Google personalized search should change the way many companies evaluate SEO firms, which has often been by rankings. Many of us know that clients love to type in a few words and see rankings like they were the stock market. Now, can you imagine if the stock market gave different pricing based on who is asking for the price? Well, that just wouldn’t work. In search, it totally works, as a search engine attempts to give the searcher the most relevant result possible. Take this example:
Suppose you do a Google search on the term “seal.” How likely would you be to buy a CD from “Seal” if you were seeking:
– information on the mating patterns of seals
– a documentary on Navy seals
– the Easter Seals web site
– seals for a leaky roof.
Probably not very likely. Why? Because a CD from the artist “Seal” was not what you were looking for and these other results are not even closely related to music.
The odds of a sale/conversion are VERY slim.
If I am really into music, and I was to search for “seal” and then find results about the guy married to Heidi Klum (oh, and he’s an Grammy winning singer), I would have received relevant results for my search. On the other hand, if I am zoologist and find him, I may not have gotten a relevant result as I may have been looking for results about the animal.
Personalized search seeks to address this issue, and its impact has many SEO companies concerned, but they shouldn’t be.

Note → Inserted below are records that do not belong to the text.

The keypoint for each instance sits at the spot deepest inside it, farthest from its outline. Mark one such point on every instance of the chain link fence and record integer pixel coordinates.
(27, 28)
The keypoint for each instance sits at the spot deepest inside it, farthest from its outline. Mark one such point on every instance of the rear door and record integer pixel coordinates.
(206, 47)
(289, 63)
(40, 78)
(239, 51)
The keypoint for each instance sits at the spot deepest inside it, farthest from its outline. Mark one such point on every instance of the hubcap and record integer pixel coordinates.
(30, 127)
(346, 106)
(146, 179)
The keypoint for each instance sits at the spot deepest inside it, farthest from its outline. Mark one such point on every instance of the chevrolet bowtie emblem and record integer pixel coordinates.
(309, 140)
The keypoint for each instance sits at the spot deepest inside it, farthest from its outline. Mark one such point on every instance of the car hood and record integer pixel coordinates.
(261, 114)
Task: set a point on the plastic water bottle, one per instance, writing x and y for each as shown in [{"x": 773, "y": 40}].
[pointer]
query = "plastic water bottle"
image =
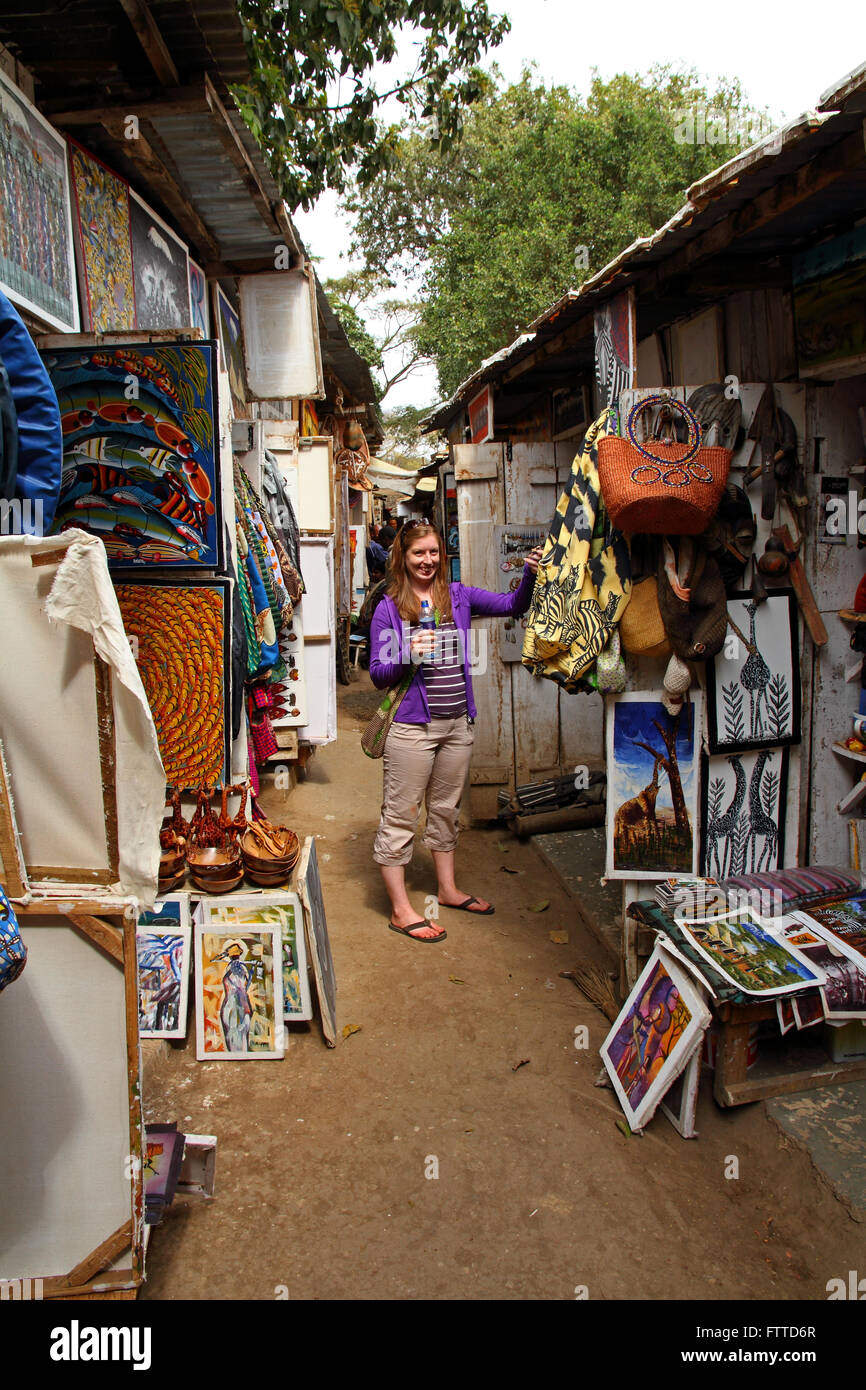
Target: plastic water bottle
[{"x": 427, "y": 624}]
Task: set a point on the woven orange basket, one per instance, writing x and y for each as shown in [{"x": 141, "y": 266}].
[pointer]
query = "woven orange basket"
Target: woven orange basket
[{"x": 656, "y": 487}]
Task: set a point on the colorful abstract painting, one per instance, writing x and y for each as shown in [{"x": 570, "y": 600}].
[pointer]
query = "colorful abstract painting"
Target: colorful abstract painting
[
  {"x": 844, "y": 991},
  {"x": 104, "y": 243},
  {"x": 238, "y": 993},
  {"x": 658, "y": 1030},
  {"x": 280, "y": 909},
  {"x": 160, "y": 268},
  {"x": 652, "y": 787},
  {"x": 36, "y": 257},
  {"x": 141, "y": 452},
  {"x": 163, "y": 947},
  {"x": 751, "y": 954},
  {"x": 180, "y": 640}
]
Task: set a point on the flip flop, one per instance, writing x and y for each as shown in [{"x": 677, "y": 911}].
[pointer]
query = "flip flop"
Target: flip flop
[{"x": 413, "y": 926}]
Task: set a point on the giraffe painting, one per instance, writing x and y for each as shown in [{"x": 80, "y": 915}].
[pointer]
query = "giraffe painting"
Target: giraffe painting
[
  {"x": 652, "y": 787},
  {"x": 744, "y": 812},
  {"x": 754, "y": 695}
]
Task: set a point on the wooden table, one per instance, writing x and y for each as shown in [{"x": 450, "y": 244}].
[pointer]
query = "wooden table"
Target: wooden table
[{"x": 798, "y": 1065}]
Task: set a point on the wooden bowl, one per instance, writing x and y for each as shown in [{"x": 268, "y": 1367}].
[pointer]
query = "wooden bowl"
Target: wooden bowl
[{"x": 210, "y": 886}]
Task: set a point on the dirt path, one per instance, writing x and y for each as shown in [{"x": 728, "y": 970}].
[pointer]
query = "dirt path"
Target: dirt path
[{"x": 323, "y": 1158}]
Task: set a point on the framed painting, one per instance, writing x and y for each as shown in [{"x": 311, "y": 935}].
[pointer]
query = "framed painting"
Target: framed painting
[
  {"x": 658, "y": 1030},
  {"x": 652, "y": 786},
  {"x": 103, "y": 243},
  {"x": 309, "y": 888},
  {"x": 71, "y": 1205},
  {"x": 36, "y": 256},
  {"x": 751, "y": 954},
  {"x": 163, "y": 944},
  {"x": 742, "y": 815},
  {"x": 141, "y": 463},
  {"x": 845, "y": 920},
  {"x": 163, "y": 1158},
  {"x": 271, "y": 909},
  {"x": 513, "y": 544},
  {"x": 160, "y": 270},
  {"x": 238, "y": 994},
  {"x": 198, "y": 299},
  {"x": 231, "y": 345},
  {"x": 844, "y": 990},
  {"x": 754, "y": 683},
  {"x": 181, "y": 641}
]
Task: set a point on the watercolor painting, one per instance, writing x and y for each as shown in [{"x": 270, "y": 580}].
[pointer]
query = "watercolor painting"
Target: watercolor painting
[
  {"x": 749, "y": 952},
  {"x": 652, "y": 787},
  {"x": 754, "y": 683},
  {"x": 238, "y": 994},
  {"x": 280, "y": 911},
  {"x": 104, "y": 243},
  {"x": 141, "y": 452},
  {"x": 161, "y": 273},
  {"x": 844, "y": 991},
  {"x": 180, "y": 635},
  {"x": 658, "y": 1030},
  {"x": 744, "y": 812}
]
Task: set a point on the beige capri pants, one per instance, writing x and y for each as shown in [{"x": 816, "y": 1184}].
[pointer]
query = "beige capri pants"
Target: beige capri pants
[{"x": 423, "y": 763}]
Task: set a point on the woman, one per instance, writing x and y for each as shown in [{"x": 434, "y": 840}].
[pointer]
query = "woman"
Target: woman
[{"x": 430, "y": 741}]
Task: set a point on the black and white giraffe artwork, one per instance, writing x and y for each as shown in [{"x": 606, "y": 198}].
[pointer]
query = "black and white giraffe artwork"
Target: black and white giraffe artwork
[
  {"x": 744, "y": 798},
  {"x": 754, "y": 683}
]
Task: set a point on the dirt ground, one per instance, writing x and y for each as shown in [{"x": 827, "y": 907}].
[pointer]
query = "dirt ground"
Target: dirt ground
[{"x": 325, "y": 1161}]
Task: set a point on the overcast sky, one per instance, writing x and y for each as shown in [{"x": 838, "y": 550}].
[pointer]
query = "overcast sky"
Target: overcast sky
[{"x": 784, "y": 54}]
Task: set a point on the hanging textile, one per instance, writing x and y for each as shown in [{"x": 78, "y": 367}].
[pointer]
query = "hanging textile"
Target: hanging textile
[{"x": 583, "y": 587}]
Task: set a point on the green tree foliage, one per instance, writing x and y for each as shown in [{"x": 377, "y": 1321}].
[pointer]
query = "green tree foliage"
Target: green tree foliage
[
  {"x": 541, "y": 192},
  {"x": 303, "y": 52}
]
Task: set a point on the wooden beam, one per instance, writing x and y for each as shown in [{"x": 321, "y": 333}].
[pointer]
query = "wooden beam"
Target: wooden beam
[
  {"x": 555, "y": 345},
  {"x": 163, "y": 182},
  {"x": 173, "y": 102},
  {"x": 152, "y": 42},
  {"x": 787, "y": 193}
]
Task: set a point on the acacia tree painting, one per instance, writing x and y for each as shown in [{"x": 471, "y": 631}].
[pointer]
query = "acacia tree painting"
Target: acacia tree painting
[{"x": 651, "y": 823}]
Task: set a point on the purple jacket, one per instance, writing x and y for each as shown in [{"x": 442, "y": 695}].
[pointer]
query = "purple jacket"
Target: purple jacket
[{"x": 389, "y": 653}]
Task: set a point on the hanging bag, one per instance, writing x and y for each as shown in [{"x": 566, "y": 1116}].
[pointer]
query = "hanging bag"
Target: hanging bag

They usually evaluate success on traffic / leads / sales / e-newsletter signups and other measures that show VALUE. Ranking well for a term that leads people to “seals” (the animal) or Navy seals who were really seeking “Seal” of Grammy fame is NOT going to lead to the desired result. Amazon’s CD store, the iTunes store, or a documentary on Navy seals should not show up in the results for someone looking for information on the animal. That is not going to be a very valuable click either.
Here’s why — good SEO firms know that a client who obsesses over rankings is not focusing on what matters most to a business. A good client obsesses over results and revenues. They don’t care as much if they search for a term and see it at 15, and I see it at 7.
We’ll never know where each term ranks for each person performing a search. So, what is the next best metric? At the least, it should traffic but ideally it should be leads / sales / revenues.
As a frequent searcher myself, anything Google does to make my search experience more relevant to me is a good thing for EVERYONE!
Yahoo is rolling out personalized search too, see info here or here. This is a coming trend, so SEO firms take notice. Your days of analyzing success based on where your client ranks as the MAIN form of analysis are limited. And thank GOD!!!!